More good news: While accumulating & studying my instruments & gaining experience, I accidently (- no really) picked up a recorder in a music store, and decided that it might be kind of cool to learn. A bit later, I found some ethnic flutes and in a few years I had assembled a big arsenal of ethnic flutes, which I had never planned on learning,- but which have become a huge, fun part of my musical life.

Bad news, which turned into good news: In the mid 90’s I already had a pretty healthy resume but, the traditional studio contracting structure in LA was already breaking down and things were a bit slower for me. Since I had the time, and always wanted to be a better writer, I studied privately with one of the top composition & orchestration teachers in town, Jack Smalley. I originally was only interested in improving my song writing for my own albums, but soon Jack pulled me into the rich world of film scoring and orchestration which I loved!

Life has a way of plotting it’s own course for you. (me) Now my career is more schizophrenic than I could have ever imagined. I play on shows like “Scrubs” and still do lots of recording for jingles and albums... the typical “studio musician thing” - kind of have to be ready to play any instrument in any style at the drop of a hat. But now, I can also get an IM or phone call and need to write and produce a jingle and deliver it within a couple of hours. I’ve done a lot of arranging and music copying for big industrial shows and then there’s work like playing jazz festivals or composing songs or arranging horns for other artists.
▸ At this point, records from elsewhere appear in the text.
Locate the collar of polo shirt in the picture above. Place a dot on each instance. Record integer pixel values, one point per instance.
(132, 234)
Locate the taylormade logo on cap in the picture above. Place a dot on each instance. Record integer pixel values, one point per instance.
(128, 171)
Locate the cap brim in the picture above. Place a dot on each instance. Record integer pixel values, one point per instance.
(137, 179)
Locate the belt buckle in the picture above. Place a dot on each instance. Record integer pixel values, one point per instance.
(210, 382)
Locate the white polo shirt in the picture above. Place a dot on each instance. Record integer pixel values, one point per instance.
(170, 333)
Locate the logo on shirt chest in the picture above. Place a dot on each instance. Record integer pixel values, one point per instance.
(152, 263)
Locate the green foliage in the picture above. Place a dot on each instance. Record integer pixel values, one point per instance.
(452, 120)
I really miss the big studio dates that included things like sitting in the studio at Warner Bros and recording with an large orchestra some of the last cartoons by Chuck Jones. Today, that kind of work has been delegated to the likes of you and me, in a small room by ourselves, with a computer. I like working both sides, but in spite of the incredible advances in technology, there is no sound or feeling like being in a room full of great musicians who’ve come together to synergistically merge in order to create something that is even greater than the composer’s vision.... 
ah... anyway... Now let’s get back to talking about samples!!! I use VSL, Siedlaczek, NI-Komplete, Reason, RMX, Trilogy, Logic, PT, Sibelius, etc., etc., etc.........

My production website is www.windshoremusic.com my solo-artist website is www.markhollingsworth.com


----------



## ComposerDude (Sep 1, 2008)

Hi Mark - welcome to VI!

-Peter


----------



## Hannes_F (Oct 4, 2008)

Hi Mark,

welcome to this forum that hosts a bunch of great musicians. You will have your fun here.

Somehow I missed your first post but headed over to your site now and had a great time listening to your tracks, they are top notch!

Best
Hannes


----------



## windshore (Oct 4, 2008)

Thanks Hannes!

I've been lurking for months (since Craig first told me about it a year ago) and have already enjoyed the forum very much. I also appreciate the level of civility which seems so much higher than most forums. 

Mark


----------



## Chrislight (Oct 4, 2008)

Hi Mark and welcome to VI! We're glad you came out of lurking. 8) Hope you continue to enjoy the forum!


----------



## Frederick Russ (Oct 5, 2008)

Welcome to VI ! Glad you found us and decided to join in.


----------



## José Herring (Oct 5, 2008)

Welcome! We have similar background. Though most of my playing days were in NY.

Came to LA to pursue film scoring and promptly fell into arranging for records. Cool thing about that is that I use to get orchestras and record at Capitol and other fine studios with real people.

Kind of amazes me that film scoring has gone in the direction it has. In a sense a little sad, but the technology is fun too.

Jose


----------



## poseur (Oct 10, 2008)

yes, welcome!
i, too, have a similar background.
enjoy your stay, and the folks here.
d


----------